Jerusalem: Two shot and injured, police say, after synagogue attack kills seven
Two people were injured in a shooting in Jerusalem on Saturday, according to emergency services, the day after a gunman killed at least seven people near a synagogue in the city.
The two men injured Saturday in Jerusalem’s City of David neighborhood, one 22 and the other in his 40s, are father and son, police said. A 13-year-old who police say shot and injured the couple was “incapacitated and injured” by “two bystanders carrying licensed weapons”.
Tensions in Israel and the Palestinian territories remain high after Friday’s shooting, which Police Chief Yaakov Shabtai described as “one of the worst terror attacks in years.” The shooter in that attack was also later killed by police forces, according to police.
“As a result of the shooting, 7 civilians were determined dead and 3 others were injured with additional degrees of injury,” police said.
Five of the victims were pronounced dead at the scene, Israel’s Magen David Adom (MDA) emergency relief service said: four men and one woman. Five people were taken to hospitals, where another man and another woman were pronounced dead. Among the injured is a 15-year-old boy, the MDA said.
The attack happened around 8:15 p.m. local time on Friday near a synagogue on Neve Yaakov Street, according to a police statement.
Shabtai said the shooter “started shooting anyone who got in his way. He got in his car and started a killing spree with a close-range gun. He then fled in a vehicle and was killed after a shootout with law enforcement, police said.
Police identified the shooter as a 21-year-old East Jerusalem resident, saying in a statement he appeared to have acted alone. East Jerusalem is a predominantly Palestinian area of the city, which was captured by Israel in 1967.
Israeli Prime Minister Benjamin Netanyahu urged people against revenge attacks Friday night. “I call on the people not to take justice into their own hands. For this we have an army, police and security forces. They act and will act according to the instructions of the cabinet,” he said.
Friday’s incident came a day after the deadliest day for Palestinians in the West Bank in more than a year, according to CNN records.
On Thursday, Israeli forces killed nine Palestinians and injured several others in the West Bank city of Jenin, according to the Palestinian Health Ministry, prompting the Palestinian Authority to suspend security coordination with Israel. A tenth Palestinian was killed that day in what Israeli police described as “violent unrest” near Jerusalem.
On Friday morning local time, Israel launched airstrikes on the Gaza Strip after rockets were fired at Israel.
Israel’s controversial National Security Minister Itamar Ben Gvir visited the scene of the attack on Friday evening, telling people angrily chanting that “it can’t go on like this”.

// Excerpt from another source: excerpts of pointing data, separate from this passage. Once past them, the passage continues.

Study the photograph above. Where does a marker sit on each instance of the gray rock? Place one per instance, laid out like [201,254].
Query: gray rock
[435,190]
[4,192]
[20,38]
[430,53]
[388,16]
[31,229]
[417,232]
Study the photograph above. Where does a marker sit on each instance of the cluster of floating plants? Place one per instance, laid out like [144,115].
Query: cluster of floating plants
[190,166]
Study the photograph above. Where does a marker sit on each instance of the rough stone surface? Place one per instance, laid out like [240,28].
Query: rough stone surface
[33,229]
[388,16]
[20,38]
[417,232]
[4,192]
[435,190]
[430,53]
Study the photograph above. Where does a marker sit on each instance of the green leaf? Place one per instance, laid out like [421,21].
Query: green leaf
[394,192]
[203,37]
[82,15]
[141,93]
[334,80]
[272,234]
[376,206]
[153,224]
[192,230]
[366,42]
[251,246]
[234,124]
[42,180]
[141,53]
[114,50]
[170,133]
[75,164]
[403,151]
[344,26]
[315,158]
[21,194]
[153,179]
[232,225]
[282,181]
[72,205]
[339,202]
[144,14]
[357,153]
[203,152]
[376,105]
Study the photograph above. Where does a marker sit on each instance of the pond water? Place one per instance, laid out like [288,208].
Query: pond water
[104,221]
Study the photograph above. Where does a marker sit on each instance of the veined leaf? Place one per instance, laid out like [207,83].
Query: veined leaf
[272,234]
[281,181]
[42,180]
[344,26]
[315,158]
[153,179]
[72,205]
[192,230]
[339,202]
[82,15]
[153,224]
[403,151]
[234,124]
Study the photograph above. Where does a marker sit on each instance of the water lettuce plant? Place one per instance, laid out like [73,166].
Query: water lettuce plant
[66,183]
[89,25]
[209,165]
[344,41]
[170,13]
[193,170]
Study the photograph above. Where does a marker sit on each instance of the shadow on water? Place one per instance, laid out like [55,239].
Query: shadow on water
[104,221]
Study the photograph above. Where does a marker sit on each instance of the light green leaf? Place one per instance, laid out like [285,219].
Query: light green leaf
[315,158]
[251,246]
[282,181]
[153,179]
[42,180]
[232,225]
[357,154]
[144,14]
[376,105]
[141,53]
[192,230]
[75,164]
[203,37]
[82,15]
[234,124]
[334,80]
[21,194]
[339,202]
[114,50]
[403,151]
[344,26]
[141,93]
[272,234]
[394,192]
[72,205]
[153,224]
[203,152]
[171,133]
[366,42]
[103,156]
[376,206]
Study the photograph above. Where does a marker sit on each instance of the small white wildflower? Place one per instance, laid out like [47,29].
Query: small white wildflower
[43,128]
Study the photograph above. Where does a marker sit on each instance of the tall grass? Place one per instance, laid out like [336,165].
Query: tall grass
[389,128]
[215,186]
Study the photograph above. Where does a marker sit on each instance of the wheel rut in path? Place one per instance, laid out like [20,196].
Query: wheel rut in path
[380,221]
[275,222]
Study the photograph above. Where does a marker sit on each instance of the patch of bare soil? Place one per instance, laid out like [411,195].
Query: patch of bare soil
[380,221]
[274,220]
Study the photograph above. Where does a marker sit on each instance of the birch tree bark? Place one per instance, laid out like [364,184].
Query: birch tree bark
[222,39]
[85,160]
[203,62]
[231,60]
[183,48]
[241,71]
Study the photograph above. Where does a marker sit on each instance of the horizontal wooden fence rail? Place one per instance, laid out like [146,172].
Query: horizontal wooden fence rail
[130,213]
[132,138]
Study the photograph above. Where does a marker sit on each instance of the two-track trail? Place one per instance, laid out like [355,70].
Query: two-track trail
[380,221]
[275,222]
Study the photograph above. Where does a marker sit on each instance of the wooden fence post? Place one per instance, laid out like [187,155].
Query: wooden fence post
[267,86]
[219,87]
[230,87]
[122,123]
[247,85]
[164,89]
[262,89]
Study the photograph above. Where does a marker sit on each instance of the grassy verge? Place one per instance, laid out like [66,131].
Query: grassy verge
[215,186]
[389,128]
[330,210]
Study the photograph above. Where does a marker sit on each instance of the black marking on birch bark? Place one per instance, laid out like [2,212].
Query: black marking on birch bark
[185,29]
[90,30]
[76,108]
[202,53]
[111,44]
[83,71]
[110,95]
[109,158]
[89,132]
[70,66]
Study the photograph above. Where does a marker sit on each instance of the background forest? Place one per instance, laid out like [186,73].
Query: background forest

“I can tell you, [the people chanting] you are right. The burden is on us. It can’t go on like this,” said Ben Gvir, who also leads the far-right Jewish Power party.
Some people on the stage chanted their support for Ben Gvir, saying “You are our voice, we support you”.
Hadas Gold and his CNN team, who were also at the scene of Friday night’s shooting, heard what sounded like celebratory gunfire and car horns coming from the nearby predominantly Palestinian neighborhood of Beit Hanina.
The White House on Friday condemned the “heinous terrorist attack” on a Jerusalem synagogue and said the US government had given “full support” to Israel, White House press secretary Karine Jean-Pierre said. , in a press release.
The US State Department also condemned the “apparent terrorist attack” in Jerusalem “in the strongest terms”.
“It’s absolutely awful,” State Department deputy spokesman Vedant Patel said. “Our thoughts, prayers and condolences go out to those killed and injured in this heinous act of violence.”
Patel said there were no changes to the schedule for Secretary of State Antony Blinken’s upcoming trip to Egypt, Israel and the West Bank.
The European Union, France and the United Kingdom also condemned the shooting.
“I am appalled by the reports of Neve Yaakov’s horrific attack tonight. Attacking worshipers in a synagogue on Erev Shabat is a particularly horrific act of terrorism. The UK stands with Israel,” Neil Wigan, the British Ambassador to Israel, wrote on Twitter.
EU Ambassador to Israel Dimiter Tzantchev also condemned the “senseless violence”, saying in his tweet: “Terror is never the answer”.
And the French embassy in Israel tweeted that the incident was “all the more despicable as it was committed on this day of international remembrance of the Holocaust”.
United Nations Secretary-General Antonio Guterres also condemned Friday’s deadly attack, his spokesman said.
“It is particularly heinous that the attack happened in a place of worship, and on the very day we commemorated International Holocaust Remembrance Day,” he said.
António Guterres also expressed his concern “at the current escalation of violence in Israel and the occupied Palestinian territories”, urging all “to exercise the utmost restraint”.